Filled with the Rashomon Effect of a multitude of possibly unreliable witnesses, The Aosawa Murders is the first English translation of an award-winning 2005 Japanese mystery.
“If there are ten people in a house and nine die, who is the culprit? It’s not a whodunnit. The answer’s easy—it’s the survivor, of course.”
But in the Aosawa household, seventeen people are poisoned with only blind twelve-year-old Hisako surviving. Would she even have a way to get the poison much less put it in everyone’s glasses? And what about the delivery man who takes responsibility for the murders in his own suicide note. Over thirty years have passed and an unnamed interviewer is asking the witnesses again for their stories.
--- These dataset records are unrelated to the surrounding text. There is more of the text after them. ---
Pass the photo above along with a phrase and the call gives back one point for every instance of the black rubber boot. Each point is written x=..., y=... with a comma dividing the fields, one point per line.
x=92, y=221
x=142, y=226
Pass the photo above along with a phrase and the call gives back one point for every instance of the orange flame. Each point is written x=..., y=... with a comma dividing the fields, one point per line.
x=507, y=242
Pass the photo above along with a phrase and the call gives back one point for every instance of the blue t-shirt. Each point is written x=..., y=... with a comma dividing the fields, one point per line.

As each implicates another, the story unwinds its circular plot. For example, the supposedly uninvolved writer of the speculative fiction book about the crime was actually there at the time. Plus she had made inexplictable changes to the interview quotes. Was it a code to draw out the real murderer?
I adored the twisty portion of this slow-moving tale. But I didn’t like the last part of The Aosawa Murders at all. Unfortunately, it is only recommended to readers looking for a foreign tale—not mystery readers. 3 stars.
Thanks to Bitter Lemon Press and NetGalley for a copy in exchange for my honest review.